Après l'annonce tant attendue, les journalistes se sont rués sur l'écrivaine ce lundi midi au Cercle Interallié, rue du faubourg Saint-Honoré, comme le montre un journaliste de RTL sur Twitter:

«Je suis très contente. La reconnaissance fait du bien et je suis surtout sensible au fait que le jury a compris que cette histoire, si elle se passe en Haïti, est universelle», a déclaré la lauréate, grande figure de la littérature haïtienne et engagée dans le développement social et culturel de son pays. «C'est une suprise, je viens de loin et j'habite très, très loin du monde de l'édition parisien. Ce livre et ce prix sont aussi une preuve que la culture haïtienne est très forte et le roman montre à quel point en Haïti nous savons toujours nous relever des épreuves», a-t-elle ajouté. Yanick Lahens a été choisie au 2e tour par six voix contre quatre à Marie-Hélène Lafon pour Joseph.
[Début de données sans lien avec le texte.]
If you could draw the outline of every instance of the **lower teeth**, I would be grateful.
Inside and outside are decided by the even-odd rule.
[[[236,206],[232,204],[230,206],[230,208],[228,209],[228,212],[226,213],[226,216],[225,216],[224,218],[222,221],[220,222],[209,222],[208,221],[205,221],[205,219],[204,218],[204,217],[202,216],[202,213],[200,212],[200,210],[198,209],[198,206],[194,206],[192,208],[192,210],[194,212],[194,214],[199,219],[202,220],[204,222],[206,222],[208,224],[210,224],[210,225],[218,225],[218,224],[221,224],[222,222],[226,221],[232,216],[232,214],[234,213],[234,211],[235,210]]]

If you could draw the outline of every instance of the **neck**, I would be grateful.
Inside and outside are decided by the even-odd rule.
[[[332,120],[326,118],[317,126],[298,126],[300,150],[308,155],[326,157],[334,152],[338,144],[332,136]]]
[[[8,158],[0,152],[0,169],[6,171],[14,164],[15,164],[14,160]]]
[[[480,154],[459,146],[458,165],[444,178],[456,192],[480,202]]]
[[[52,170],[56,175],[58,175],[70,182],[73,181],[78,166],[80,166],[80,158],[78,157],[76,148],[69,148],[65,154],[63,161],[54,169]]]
«Nous sommes enchantés de pouvoir récompenser enfin des efforts remarquables d'un petit éditeur Sabine Wespieser», a souligné Christine Jordis, membre et porte-parole du jury. «C'est un beau roman très ample qui a le sens du mystère et de l'invisible et qui nous sort de notre horizon habituel (...) L'auteure a une grande imagination, elle évoque ses ancêtres disparus qui ont toujours une influence très forte sur les vivants», a-t-elle poursuivi.

«Les lecteurs français font très attention au style»

Le prix Femina étranger est revenu à l'Israélienne Zeruya Shalev pour Ce qui reste de nos vies, une envoûtante variation, au soir de la vie d'une mère, sur les mystérieux liens tissés entre parents et enfants. «C'est comme un rêve, je suis tellement contente d'avoir ce prix», a réagi l'écrivain. «Je pense que les lecteurs français font très attention au style, ce qui est très important pour moi.»

L'historien de la Rome antique Paul Veyne a par ailleurs remporté le prix Femina de l'Essai pour l'attachant livre de souvenirs Et dans l'éternité je ne m'ennuierai pas (Albin Michel).

Jury exclusivement féminin

En 2013, le prix avait été attribué à la Camerounaise Leonora Miano pour La saison de l'ombre (Grasset) et, côté étranger, à l'Américain Richard Ford pour Canada (L'Olivier). 

Le Femina récompense «une œuvre de langue française écrite en prose ou en poésie». Le jury est exclusivement féminin. Le prix a été créé en 1904 par 22 femmes d’un magazine aujourd’hui disparu (La Vie heureuse). Leur objectif était de proposer une alternative au prix Goncourt, qui ne couronnait à l’époque que des hommes.